John Caudwell's mobile phone empire is one of Britain's business triumphs of the past 20 years. It has also brought the local-boy-made-good a personal fortune of £1.3bn. The old coal and potteries town suffered mass layoffs in the wake of pit and factory closures in the mid-'80s. This depressed economic vacuum was a perfect home for a business in the technology boom, but sentiment played its part. 'I wanted to make a positive contribution to where I grew up,' says Caudwell (the old Minton tiles factory, right, is now his head office). He puts the group's local financial input at £100m a year, via the use of local suppliers and the payment of council rates and 3,500 salaries. But the Communication Workers Union has criticised his 'poor welfare provision and heavy-handed management'; and his plans to employ 14-year-olds in his Phones 4U stores and build posh homes on greenbelt land have brought a local backlash. For Caudwell, it's all part of being prominent: 'We're constantly under the media microscope. Whatever we do makes the papers.' But the scrutiny will ease if he completes the £1.5bn sale of the group this year. It brings a new phase of uncertainty for Stoke, though.

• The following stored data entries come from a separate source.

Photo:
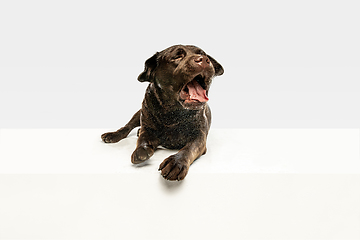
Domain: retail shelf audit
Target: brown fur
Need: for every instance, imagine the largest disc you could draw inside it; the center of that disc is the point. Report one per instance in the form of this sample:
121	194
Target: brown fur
166	118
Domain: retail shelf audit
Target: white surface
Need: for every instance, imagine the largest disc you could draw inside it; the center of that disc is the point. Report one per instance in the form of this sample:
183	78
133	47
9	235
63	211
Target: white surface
325	151
74	64
252	184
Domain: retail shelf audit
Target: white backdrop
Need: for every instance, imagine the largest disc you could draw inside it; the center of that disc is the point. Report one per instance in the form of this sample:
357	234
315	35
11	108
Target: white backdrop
75	63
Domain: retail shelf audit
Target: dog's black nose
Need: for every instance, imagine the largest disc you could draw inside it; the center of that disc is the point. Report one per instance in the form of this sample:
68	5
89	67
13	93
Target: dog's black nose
202	61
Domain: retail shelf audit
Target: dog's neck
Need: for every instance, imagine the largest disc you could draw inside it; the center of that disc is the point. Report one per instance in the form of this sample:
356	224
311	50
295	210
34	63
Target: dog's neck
165	106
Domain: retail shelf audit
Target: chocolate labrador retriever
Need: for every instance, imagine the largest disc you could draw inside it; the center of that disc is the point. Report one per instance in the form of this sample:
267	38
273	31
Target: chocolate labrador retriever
174	112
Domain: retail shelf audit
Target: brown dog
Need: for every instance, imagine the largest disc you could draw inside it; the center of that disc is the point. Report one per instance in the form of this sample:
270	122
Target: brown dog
174	112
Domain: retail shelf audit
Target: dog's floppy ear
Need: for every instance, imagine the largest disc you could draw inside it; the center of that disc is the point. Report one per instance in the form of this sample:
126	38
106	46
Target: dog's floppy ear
148	74
219	70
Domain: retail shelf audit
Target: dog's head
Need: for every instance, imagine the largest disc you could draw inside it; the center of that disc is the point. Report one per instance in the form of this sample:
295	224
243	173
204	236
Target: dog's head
182	74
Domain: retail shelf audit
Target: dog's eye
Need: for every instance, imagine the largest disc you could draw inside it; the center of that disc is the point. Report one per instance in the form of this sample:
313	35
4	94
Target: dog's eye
179	54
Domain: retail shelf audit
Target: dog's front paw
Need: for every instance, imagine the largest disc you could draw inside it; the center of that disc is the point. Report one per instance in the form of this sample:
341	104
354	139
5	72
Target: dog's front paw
174	168
141	154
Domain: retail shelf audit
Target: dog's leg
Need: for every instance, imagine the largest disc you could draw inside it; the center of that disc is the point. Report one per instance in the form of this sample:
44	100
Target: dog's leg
177	166
145	147
113	137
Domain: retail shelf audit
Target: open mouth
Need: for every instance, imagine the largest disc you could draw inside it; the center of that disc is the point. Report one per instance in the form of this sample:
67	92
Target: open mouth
195	90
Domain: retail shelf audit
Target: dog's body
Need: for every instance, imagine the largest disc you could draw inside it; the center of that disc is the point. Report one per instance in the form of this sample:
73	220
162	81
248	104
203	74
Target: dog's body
174	112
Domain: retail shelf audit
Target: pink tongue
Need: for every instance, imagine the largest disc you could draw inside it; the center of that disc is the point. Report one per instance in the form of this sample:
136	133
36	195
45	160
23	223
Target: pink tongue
197	92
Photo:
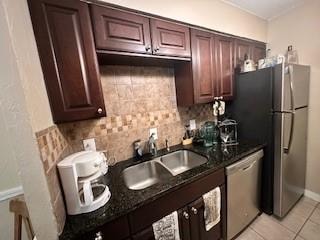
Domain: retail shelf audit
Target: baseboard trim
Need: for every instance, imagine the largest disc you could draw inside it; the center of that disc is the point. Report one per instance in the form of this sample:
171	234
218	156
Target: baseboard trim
312	195
10	193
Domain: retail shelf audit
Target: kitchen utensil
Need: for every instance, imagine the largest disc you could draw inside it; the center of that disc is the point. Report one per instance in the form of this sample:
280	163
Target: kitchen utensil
83	181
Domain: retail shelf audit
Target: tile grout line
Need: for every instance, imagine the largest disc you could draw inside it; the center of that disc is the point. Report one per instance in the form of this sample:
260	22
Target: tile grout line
298	234
274	219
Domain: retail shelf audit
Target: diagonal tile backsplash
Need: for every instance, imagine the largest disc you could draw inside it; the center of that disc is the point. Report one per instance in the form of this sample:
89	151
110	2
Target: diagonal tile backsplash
136	99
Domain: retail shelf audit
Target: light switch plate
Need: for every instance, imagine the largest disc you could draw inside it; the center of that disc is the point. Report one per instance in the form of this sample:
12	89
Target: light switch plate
193	125
155	131
89	144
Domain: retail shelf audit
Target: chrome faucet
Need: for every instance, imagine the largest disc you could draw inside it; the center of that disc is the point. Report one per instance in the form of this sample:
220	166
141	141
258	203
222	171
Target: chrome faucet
152	145
167	145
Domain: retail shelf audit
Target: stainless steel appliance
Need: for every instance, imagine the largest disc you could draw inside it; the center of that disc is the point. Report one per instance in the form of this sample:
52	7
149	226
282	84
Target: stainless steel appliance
272	106
243	193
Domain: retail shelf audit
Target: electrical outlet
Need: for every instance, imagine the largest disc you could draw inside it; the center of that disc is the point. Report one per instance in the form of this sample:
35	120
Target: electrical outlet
89	144
155	131
193	125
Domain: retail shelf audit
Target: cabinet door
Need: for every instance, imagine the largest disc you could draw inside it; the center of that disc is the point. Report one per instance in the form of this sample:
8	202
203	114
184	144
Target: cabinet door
184	228
224	48
115	230
67	53
184	224
258	52
170	39
203	66
120	31
242	49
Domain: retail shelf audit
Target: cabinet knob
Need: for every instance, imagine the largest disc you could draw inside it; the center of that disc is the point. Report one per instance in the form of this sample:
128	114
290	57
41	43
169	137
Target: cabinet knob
99	111
194	210
98	236
148	47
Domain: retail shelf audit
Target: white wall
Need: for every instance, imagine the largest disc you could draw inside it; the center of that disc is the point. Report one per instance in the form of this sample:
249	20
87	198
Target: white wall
213	14
18	144
29	68
300	28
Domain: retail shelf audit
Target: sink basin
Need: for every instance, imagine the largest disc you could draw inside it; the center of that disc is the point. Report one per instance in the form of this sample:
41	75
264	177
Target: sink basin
145	174
181	161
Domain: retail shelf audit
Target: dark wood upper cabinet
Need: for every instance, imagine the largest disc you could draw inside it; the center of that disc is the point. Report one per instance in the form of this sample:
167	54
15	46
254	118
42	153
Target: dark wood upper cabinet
203	66
225	71
170	39
67	53
258	52
241	50
121	31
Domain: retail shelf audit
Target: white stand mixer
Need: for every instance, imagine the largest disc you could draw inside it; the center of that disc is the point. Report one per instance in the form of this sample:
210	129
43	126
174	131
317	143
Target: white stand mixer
82	176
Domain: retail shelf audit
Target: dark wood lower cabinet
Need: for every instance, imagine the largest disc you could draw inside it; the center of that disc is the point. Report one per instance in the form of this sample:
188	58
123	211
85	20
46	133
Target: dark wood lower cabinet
192	223
188	203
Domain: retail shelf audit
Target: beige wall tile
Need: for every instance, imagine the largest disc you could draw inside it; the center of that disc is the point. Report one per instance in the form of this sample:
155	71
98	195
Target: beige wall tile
137	98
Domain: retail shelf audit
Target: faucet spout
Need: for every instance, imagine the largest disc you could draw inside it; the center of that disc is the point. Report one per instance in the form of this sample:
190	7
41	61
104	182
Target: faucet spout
167	145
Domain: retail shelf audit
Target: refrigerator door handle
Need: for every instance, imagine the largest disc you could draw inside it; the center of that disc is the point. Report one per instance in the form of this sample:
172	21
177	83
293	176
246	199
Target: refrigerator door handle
287	149
291	88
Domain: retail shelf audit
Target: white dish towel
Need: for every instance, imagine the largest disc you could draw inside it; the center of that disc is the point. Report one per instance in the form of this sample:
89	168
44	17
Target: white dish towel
212	207
167	228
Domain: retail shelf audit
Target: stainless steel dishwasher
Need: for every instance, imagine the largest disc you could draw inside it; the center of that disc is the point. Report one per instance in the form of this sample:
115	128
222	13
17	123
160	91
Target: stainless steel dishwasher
243	192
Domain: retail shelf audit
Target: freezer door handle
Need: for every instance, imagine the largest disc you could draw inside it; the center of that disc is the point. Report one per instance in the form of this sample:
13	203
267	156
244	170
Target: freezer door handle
287	149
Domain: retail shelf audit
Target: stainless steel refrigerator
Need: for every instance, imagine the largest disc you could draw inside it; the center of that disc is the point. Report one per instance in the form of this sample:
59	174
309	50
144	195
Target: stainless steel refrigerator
271	106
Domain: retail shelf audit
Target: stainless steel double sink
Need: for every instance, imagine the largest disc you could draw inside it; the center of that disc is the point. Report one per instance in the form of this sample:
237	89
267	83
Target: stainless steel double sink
148	173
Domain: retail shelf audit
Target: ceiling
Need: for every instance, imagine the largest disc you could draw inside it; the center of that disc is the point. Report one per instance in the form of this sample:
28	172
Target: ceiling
266	9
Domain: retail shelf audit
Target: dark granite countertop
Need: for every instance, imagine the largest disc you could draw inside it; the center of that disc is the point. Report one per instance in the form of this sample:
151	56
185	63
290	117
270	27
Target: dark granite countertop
124	200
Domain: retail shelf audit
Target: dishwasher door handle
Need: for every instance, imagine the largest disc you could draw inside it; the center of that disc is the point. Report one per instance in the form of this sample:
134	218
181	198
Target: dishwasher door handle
245	163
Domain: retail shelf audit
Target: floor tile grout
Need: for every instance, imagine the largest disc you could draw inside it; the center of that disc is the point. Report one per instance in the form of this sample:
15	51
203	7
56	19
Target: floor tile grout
296	235
257	233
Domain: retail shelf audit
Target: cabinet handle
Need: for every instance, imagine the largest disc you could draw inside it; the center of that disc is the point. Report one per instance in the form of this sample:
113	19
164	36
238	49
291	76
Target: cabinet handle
98	236
194	210
99	111
148	47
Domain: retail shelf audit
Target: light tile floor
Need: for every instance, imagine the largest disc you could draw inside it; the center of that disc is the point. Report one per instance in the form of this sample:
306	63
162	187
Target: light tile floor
302	223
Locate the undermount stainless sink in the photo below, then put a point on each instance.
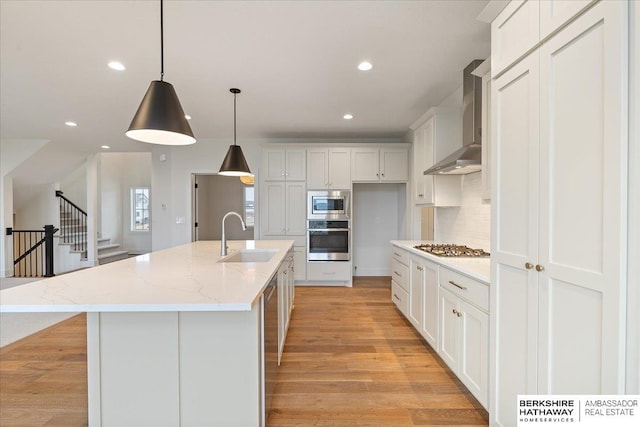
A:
(250, 255)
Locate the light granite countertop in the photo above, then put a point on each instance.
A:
(182, 278)
(476, 268)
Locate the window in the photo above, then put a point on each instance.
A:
(249, 210)
(139, 209)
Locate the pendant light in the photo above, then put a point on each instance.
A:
(234, 163)
(160, 118)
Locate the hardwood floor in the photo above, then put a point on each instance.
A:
(43, 377)
(350, 359)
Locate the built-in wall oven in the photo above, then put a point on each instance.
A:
(328, 204)
(328, 240)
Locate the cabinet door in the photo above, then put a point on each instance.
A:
(430, 316)
(486, 136)
(273, 209)
(300, 263)
(514, 31)
(394, 164)
(473, 365)
(416, 291)
(340, 168)
(317, 169)
(296, 164)
(418, 165)
(295, 209)
(273, 164)
(582, 214)
(429, 160)
(554, 13)
(514, 243)
(365, 165)
(449, 329)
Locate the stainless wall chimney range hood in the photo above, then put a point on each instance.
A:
(467, 159)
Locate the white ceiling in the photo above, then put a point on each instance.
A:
(295, 62)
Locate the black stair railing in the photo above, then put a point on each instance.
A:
(73, 224)
(33, 251)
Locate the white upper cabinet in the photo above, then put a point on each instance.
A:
(523, 24)
(379, 164)
(283, 209)
(284, 164)
(329, 168)
(433, 140)
(554, 13)
(559, 219)
(514, 32)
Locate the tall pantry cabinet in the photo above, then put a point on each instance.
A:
(559, 220)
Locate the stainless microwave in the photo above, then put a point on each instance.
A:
(329, 204)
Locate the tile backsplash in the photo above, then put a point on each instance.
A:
(468, 224)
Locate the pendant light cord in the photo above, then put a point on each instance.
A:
(161, 43)
(234, 119)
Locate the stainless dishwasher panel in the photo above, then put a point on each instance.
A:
(270, 312)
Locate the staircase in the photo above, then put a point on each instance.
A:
(73, 227)
(109, 252)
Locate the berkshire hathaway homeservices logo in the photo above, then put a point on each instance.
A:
(579, 410)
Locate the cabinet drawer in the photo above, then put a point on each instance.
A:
(400, 297)
(400, 255)
(466, 288)
(400, 274)
(328, 271)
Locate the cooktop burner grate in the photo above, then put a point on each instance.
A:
(447, 250)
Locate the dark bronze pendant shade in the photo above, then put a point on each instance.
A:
(234, 163)
(160, 118)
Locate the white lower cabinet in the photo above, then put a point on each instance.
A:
(450, 311)
(400, 298)
(329, 271)
(286, 293)
(464, 331)
(464, 343)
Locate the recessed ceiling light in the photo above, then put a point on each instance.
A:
(365, 66)
(115, 65)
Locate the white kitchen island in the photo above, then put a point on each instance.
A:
(173, 337)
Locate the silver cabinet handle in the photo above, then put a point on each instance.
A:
(457, 286)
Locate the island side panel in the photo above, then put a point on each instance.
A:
(220, 374)
(138, 369)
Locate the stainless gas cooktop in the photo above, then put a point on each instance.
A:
(447, 250)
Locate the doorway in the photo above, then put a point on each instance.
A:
(215, 195)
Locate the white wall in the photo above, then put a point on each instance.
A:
(40, 210)
(216, 196)
(74, 187)
(468, 224)
(171, 199)
(119, 172)
(378, 217)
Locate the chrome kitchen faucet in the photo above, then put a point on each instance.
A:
(223, 244)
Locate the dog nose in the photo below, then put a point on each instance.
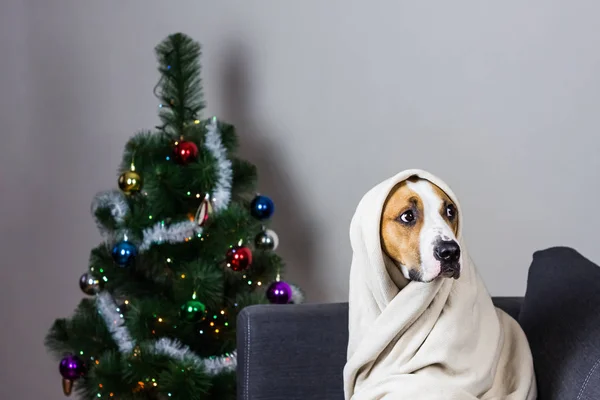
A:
(447, 251)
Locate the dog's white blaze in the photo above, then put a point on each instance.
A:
(434, 227)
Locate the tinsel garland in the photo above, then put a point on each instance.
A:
(116, 325)
(297, 294)
(212, 365)
(174, 233)
(116, 202)
(222, 192)
(180, 231)
(114, 322)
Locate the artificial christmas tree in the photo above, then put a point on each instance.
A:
(185, 248)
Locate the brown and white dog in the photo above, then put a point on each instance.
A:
(419, 224)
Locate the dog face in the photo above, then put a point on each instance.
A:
(419, 225)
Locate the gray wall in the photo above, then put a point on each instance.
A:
(329, 97)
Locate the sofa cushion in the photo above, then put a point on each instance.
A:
(561, 318)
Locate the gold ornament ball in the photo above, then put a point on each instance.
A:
(130, 182)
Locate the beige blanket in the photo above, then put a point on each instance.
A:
(442, 340)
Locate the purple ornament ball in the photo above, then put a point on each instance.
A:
(279, 293)
(71, 367)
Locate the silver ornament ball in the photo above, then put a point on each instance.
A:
(266, 240)
(88, 284)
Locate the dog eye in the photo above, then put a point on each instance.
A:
(407, 217)
(450, 211)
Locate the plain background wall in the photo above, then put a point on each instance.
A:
(329, 97)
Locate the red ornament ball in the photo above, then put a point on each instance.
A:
(239, 258)
(185, 152)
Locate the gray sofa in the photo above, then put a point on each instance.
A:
(298, 351)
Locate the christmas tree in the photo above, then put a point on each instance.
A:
(185, 247)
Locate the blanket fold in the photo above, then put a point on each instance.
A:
(442, 340)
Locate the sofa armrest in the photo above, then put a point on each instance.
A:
(561, 317)
(299, 351)
(291, 351)
(511, 305)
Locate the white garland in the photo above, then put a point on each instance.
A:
(221, 196)
(213, 366)
(222, 192)
(114, 322)
(174, 233)
(297, 294)
(113, 200)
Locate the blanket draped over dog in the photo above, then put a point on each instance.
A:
(442, 340)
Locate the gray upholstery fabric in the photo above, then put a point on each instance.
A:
(292, 351)
(561, 317)
(299, 351)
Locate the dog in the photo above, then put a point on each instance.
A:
(418, 230)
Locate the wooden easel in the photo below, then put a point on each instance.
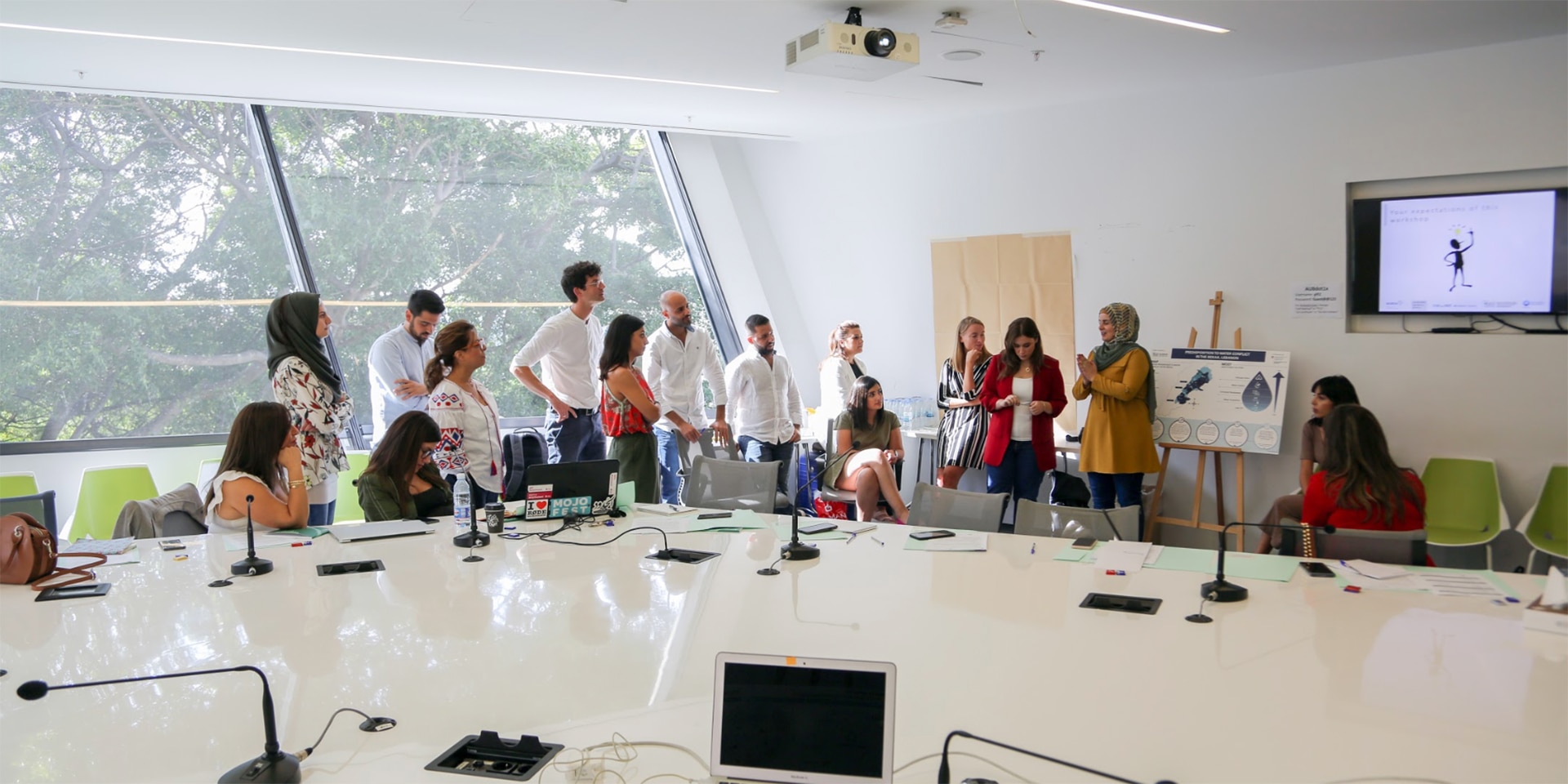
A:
(1203, 452)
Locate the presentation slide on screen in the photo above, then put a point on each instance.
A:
(1489, 253)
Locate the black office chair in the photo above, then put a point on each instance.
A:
(39, 506)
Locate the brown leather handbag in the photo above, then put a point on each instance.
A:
(30, 555)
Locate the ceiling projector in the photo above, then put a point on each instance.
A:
(850, 51)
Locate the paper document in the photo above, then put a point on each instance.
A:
(1471, 586)
(1121, 555)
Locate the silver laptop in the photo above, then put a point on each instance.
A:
(378, 530)
(784, 719)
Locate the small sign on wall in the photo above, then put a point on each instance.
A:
(1317, 301)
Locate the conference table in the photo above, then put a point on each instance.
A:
(579, 645)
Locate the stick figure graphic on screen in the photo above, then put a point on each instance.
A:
(1459, 261)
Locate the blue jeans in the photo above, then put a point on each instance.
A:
(755, 451)
(1018, 474)
(574, 439)
(322, 513)
(1125, 488)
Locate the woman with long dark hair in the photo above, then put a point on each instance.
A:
(1360, 485)
(402, 480)
(305, 381)
(1024, 392)
(1327, 392)
(627, 407)
(960, 436)
(1118, 443)
(465, 412)
(261, 460)
(866, 444)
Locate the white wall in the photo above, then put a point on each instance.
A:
(1170, 198)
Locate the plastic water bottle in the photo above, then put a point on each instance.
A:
(461, 504)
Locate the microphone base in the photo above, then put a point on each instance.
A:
(284, 768)
(252, 565)
(799, 552)
(475, 538)
(1222, 591)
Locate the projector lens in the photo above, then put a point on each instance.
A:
(880, 42)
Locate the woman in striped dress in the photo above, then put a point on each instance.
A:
(960, 439)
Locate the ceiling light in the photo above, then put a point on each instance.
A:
(366, 56)
(1145, 15)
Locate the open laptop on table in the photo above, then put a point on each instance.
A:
(783, 720)
(569, 490)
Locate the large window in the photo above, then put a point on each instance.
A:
(485, 212)
(141, 243)
(138, 248)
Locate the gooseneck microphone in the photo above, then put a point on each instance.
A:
(252, 565)
(274, 765)
(1220, 590)
(944, 773)
(797, 550)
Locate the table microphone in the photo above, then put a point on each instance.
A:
(274, 765)
(944, 775)
(797, 550)
(252, 565)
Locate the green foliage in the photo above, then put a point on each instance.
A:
(126, 199)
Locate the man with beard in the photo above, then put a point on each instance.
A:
(765, 400)
(397, 363)
(675, 366)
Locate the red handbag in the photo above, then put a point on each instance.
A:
(30, 555)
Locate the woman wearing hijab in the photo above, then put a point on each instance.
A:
(303, 380)
(1118, 380)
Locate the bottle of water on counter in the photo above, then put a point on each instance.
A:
(461, 504)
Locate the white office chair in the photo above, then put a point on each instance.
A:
(1073, 523)
(947, 509)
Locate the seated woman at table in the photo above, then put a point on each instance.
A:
(1327, 392)
(866, 446)
(261, 461)
(1360, 485)
(402, 482)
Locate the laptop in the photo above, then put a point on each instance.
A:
(568, 490)
(378, 530)
(786, 720)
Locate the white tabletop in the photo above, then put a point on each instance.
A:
(1302, 683)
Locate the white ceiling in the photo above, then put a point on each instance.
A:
(1084, 54)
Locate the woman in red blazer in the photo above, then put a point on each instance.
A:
(1022, 391)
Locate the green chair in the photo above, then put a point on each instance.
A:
(347, 492)
(13, 485)
(104, 492)
(1547, 524)
(1463, 504)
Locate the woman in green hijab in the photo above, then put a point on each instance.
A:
(305, 381)
(1118, 443)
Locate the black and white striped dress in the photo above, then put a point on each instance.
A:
(960, 438)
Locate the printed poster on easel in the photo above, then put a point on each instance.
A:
(1220, 397)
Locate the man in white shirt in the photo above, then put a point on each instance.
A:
(675, 364)
(397, 363)
(764, 400)
(568, 349)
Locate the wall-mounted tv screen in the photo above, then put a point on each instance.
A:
(1465, 253)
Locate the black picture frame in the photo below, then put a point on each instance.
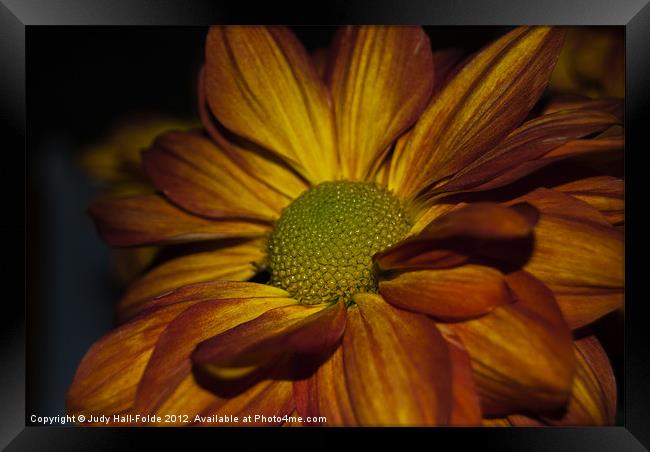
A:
(17, 15)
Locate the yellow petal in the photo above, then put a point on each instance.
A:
(194, 172)
(521, 353)
(234, 262)
(455, 293)
(261, 84)
(397, 365)
(381, 79)
(150, 219)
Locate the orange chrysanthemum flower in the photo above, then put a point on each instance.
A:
(395, 284)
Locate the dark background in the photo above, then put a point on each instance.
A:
(81, 81)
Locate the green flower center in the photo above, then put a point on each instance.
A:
(322, 245)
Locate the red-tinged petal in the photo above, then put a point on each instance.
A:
(261, 84)
(610, 105)
(203, 407)
(521, 353)
(170, 365)
(578, 254)
(195, 173)
(272, 337)
(397, 365)
(107, 378)
(531, 141)
(605, 193)
(593, 397)
(381, 79)
(453, 294)
(255, 160)
(147, 219)
(233, 263)
(466, 410)
(484, 221)
(325, 393)
(574, 148)
(488, 97)
(577, 148)
(451, 238)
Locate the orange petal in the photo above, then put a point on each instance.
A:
(170, 365)
(488, 97)
(199, 176)
(320, 58)
(578, 254)
(381, 80)
(204, 407)
(456, 293)
(325, 393)
(261, 84)
(270, 338)
(466, 410)
(397, 365)
(482, 229)
(531, 141)
(147, 219)
(610, 105)
(107, 378)
(521, 353)
(255, 160)
(232, 263)
(593, 397)
(604, 193)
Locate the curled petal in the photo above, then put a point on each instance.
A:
(610, 105)
(381, 79)
(266, 398)
(521, 353)
(528, 143)
(466, 410)
(488, 97)
(397, 365)
(480, 229)
(169, 371)
(260, 163)
(270, 338)
(578, 254)
(147, 219)
(229, 263)
(455, 293)
(201, 177)
(108, 376)
(593, 396)
(325, 393)
(604, 193)
(261, 84)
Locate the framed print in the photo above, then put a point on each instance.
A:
(365, 216)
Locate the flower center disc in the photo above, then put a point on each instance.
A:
(322, 245)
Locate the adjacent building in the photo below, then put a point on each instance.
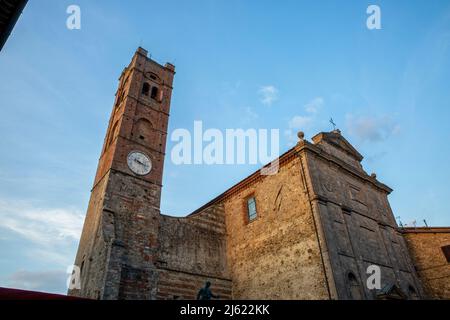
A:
(314, 230)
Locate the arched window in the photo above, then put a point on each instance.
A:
(112, 133)
(143, 130)
(145, 89)
(154, 94)
(353, 287)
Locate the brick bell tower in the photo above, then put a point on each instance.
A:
(119, 244)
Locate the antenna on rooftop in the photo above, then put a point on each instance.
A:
(399, 222)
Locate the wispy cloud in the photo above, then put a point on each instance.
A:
(302, 122)
(371, 128)
(268, 95)
(46, 281)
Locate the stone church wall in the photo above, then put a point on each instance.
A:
(431, 263)
(193, 251)
(277, 255)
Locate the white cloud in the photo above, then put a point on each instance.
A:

'One of the prettiest watering places on the South Coast,' said Charles Dickens of the Edwardian seaside haven. MT's cab driver described contemporary Folkestone in less affectionate terms: 'It's a shit-hole nowadays.' Visitors will find a town low on confidence, its port killed off by Eurotunnel, and the once-picturesque quarters like the Old High Street, winding lazily up from the coast, boarded up and deserted. Folkestone folk spend about £250m a year shopping outside their town, and most of their time complaining about its rampant refugee population. Saga, which sells insurance and holidays for the over-50s, is the town's only big employer, putting 2,000 salaries into the area. Small businesses such as Gate 28, a cafe based at the foot of Saga's extensive Sandgate grounds (its HQ, designed by Sir Michael Hopkins, is pictured), rely exclusively on the flow of Saga staff for their lunch trade. 'If it wasn't for Saga we wouldn't be here,' says co-founder Justin Terry. Many residents cry foul over Saga's monopoly and alleged low wages, but the town would be worse off without the company.

And there are signs that Folkestone's tide is about to turn. Roger De Haan, Saga's native founder and former owner, has already begun revamping run-down areas via the not-for-profit Creative Foundation. In March, he unveiled his masterplan for a £200m Foster & Partners-designed waterside redevelopment. De Haan's vision includes a marina and a university, and a catamaran link to Boulogne - he aims to put Folkestone back on Europe's cultural map. Meanwhile, the high-speed rail link to London's St Pancras station, due to open in 2007, should put people in 35-minute reach of the capital. Investors have latched on to the town's benefits - the elegant infrastructure, enviable coastal location and proximity to the Continent.

The local buzz that Folkestone may soon be a commuter town to rival Brighton suddenly seems less far-fetched.